The density curve gave me a graphical depiction of what is likely to happen in the 2020 election. Based on the graph, the more area under the curve to the right of a given x value, the higher the probability of that many electoral college votes. Patterns can already be made out. The important value in this graph is 270, which is the number of votes that a candidate needs to overcome inorder to achieve a majority and be elected. The curve is centered to the right of 270, so based on the picture alone, the model is predicting that Biden is more likely to win than Trump. I still want a number that summarizes the model. To find the probability that Biden gets more than 270 electoral college votes I summed up the area under the curve to the right of 270. I found 0.706, or a 70.6% chance Biden wins under these conditions.

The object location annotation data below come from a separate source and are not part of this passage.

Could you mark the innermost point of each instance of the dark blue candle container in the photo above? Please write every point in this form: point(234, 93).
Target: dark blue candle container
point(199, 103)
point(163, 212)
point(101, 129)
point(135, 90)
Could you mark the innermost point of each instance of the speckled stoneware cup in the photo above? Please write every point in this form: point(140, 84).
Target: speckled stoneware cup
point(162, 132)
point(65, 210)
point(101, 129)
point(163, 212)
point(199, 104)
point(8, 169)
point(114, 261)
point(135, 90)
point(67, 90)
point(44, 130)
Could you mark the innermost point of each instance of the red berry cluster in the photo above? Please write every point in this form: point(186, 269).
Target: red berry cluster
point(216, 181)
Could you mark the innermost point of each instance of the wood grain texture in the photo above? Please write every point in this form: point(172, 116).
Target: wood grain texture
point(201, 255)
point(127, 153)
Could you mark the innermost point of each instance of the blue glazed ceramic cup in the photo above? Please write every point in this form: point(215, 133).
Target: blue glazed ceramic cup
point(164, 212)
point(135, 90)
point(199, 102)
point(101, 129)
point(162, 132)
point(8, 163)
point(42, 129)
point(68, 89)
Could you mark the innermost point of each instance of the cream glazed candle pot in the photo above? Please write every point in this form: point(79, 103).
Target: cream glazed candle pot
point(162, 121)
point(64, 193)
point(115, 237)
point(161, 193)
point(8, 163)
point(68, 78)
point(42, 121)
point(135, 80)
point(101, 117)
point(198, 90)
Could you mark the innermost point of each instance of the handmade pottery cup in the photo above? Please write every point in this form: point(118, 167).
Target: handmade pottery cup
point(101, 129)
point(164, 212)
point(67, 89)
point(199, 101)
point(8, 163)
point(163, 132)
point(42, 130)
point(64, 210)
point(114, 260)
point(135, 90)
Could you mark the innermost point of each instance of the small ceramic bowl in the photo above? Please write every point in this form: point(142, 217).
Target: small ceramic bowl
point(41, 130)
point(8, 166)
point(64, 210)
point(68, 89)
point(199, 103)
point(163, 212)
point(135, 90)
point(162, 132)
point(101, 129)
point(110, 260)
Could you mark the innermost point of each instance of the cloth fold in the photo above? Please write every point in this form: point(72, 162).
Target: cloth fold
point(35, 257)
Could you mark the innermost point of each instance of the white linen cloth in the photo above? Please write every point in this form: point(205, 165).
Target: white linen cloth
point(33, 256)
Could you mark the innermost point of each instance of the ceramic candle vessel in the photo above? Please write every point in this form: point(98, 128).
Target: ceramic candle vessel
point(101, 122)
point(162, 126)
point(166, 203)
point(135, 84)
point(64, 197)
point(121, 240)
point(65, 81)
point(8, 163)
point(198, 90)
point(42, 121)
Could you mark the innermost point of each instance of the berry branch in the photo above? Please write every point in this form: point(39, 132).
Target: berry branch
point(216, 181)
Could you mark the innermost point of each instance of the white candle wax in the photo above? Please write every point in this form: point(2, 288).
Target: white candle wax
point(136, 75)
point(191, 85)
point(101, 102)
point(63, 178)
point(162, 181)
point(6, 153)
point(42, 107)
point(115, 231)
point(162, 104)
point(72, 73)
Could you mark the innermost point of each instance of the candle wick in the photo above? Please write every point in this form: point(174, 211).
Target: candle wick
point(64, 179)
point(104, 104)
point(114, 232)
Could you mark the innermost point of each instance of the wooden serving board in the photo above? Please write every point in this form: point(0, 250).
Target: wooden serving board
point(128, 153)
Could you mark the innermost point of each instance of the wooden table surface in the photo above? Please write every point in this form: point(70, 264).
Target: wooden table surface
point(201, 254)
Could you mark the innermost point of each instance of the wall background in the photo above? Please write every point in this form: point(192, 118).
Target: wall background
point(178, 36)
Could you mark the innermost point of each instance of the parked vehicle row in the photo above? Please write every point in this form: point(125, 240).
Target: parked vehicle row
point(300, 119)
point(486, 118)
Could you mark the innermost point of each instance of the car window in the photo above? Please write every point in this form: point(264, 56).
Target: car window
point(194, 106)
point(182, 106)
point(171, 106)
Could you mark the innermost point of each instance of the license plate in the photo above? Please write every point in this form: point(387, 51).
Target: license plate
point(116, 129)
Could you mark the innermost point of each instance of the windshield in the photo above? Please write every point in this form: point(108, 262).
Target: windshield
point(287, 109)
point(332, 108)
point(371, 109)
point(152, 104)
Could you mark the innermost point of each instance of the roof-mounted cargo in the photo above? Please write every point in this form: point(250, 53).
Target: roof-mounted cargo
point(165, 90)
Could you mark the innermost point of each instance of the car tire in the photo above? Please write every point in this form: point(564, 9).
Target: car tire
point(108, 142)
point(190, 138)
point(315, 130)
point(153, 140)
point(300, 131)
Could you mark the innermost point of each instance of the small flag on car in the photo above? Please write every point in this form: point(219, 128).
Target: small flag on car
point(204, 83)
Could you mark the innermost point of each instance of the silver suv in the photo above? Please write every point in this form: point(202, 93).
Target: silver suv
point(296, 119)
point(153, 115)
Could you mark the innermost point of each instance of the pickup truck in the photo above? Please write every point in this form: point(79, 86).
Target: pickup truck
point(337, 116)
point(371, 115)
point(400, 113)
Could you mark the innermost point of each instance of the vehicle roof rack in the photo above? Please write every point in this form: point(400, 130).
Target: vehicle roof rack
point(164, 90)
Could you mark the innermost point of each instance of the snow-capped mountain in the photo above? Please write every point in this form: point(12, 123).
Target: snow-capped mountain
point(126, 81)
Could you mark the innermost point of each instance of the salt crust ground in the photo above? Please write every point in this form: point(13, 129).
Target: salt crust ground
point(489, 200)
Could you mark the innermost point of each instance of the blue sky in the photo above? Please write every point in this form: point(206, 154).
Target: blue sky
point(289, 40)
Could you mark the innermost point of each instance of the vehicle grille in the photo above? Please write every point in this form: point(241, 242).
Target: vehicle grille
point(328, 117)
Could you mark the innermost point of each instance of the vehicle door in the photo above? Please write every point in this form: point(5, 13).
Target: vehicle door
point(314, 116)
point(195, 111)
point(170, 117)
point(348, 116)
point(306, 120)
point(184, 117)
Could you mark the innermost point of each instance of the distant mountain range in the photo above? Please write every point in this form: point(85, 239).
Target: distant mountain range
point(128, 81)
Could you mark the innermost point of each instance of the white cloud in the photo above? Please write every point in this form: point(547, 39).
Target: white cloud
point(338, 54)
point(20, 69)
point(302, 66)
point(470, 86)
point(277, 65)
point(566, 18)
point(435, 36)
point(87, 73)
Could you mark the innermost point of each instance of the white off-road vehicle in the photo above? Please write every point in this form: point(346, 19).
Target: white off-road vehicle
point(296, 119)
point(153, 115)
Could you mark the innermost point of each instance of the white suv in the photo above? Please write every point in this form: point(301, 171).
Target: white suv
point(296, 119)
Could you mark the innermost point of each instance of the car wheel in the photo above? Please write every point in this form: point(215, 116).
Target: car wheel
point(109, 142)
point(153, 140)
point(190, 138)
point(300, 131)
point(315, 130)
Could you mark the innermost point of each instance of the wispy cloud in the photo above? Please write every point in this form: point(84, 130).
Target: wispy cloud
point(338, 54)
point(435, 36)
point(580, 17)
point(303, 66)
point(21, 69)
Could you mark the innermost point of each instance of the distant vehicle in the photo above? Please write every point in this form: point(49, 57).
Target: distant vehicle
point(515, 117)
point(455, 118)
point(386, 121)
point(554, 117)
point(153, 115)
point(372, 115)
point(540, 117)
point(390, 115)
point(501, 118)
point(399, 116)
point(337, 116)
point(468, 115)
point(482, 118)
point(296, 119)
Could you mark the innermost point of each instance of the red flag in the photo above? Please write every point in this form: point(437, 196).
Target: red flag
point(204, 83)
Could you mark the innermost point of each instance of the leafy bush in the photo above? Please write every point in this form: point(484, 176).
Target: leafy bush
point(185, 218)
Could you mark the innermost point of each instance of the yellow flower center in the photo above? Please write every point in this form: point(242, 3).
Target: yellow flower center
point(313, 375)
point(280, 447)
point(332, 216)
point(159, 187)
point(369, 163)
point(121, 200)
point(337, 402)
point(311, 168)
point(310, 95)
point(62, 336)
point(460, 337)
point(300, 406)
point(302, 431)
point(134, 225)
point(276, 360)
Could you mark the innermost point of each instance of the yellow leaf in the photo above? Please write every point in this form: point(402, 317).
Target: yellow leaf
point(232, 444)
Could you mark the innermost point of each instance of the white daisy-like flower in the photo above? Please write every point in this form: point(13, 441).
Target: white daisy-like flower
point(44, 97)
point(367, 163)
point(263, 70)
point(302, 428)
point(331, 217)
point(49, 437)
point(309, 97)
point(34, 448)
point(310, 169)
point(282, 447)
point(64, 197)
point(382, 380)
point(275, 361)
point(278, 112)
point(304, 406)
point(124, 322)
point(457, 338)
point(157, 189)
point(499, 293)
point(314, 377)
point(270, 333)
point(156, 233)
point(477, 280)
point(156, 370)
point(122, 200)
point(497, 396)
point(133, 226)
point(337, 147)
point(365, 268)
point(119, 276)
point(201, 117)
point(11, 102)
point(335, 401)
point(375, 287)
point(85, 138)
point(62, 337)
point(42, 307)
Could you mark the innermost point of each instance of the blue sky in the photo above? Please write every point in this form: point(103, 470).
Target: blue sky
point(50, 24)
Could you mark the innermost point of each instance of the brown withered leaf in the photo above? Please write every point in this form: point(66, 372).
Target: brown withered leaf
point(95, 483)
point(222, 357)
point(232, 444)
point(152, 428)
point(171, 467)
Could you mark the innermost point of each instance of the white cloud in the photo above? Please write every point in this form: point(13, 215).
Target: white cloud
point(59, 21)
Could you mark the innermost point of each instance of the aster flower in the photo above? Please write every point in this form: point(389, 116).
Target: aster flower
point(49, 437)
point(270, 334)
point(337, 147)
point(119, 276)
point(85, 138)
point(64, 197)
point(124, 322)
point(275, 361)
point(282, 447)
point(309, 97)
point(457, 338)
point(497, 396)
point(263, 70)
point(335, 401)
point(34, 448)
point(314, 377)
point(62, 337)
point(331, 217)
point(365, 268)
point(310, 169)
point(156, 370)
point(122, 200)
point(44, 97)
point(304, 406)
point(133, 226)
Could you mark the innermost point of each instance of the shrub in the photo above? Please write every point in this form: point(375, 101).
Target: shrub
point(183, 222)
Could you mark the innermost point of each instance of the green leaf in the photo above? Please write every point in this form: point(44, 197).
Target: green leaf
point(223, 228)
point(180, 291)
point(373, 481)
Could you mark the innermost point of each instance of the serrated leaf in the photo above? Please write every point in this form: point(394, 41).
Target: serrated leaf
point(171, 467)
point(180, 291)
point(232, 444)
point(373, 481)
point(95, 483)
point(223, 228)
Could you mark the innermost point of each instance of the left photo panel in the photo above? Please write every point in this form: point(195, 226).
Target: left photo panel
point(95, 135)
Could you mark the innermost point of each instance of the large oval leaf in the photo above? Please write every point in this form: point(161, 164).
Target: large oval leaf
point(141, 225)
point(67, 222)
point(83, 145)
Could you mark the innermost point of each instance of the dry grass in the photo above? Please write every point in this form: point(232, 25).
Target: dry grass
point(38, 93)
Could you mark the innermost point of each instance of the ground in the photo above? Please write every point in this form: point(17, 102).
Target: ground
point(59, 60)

I had to step out of my comfort zone to build this model. I learned about Bayesian Inference this year, however we only briefly touched on it and discussed the differences between Frequentist and Bayesian statistics. We did not calculate any credibility intervals or look at large data sets. While I have used R before, I did not move beyond calculations until this project and I had never worked with a large dataset in any programming language before. I am thrilled to have a working model that I can add more to and update as new polls are added. As of December 10th, there are less than 15 states that have state level polling information, and there are only a handful of nationwide polls. The first thing I want to work on is the automation of pulling new polling data. Currently, I input the data manually for each poll. R already has libraries that support getting data from web pages, but it was another new topic to learn that I eventually cut from my project so that I could be sure to have a working prediction. Once web scraping is working, I want to turn that tool onto fivethirtyeight.com and scrape pollster rankings. I want to use these rankings to weight the effects that the polling data has on my model. That way, a high quality poll will have a larger effect than a poll that has more error or bias.

As I update my model and we get closer to the 2020 election, I hope to compare my results with other election forecasters such as the aforementioned fivethirtyeight, 270towin, and votamatic. Long term, fivethirtyeight has a blog post about self assessment over multiple predictions that I plan on working through. I need to learn about and make calibration plots and skill scores. Calibration plots will help me determine if things that I predict with a given percentage actually occur with that percentage and skill scores compare my prediction vs some sort of a set guess, like every candidate has the same probability of winning. As it stands, I do not have enough information to assess my forecasts, but since this model is in a working state, I can continue to update it for any election that I am interested in, creating more and more data that I can use to assess the validity of my model.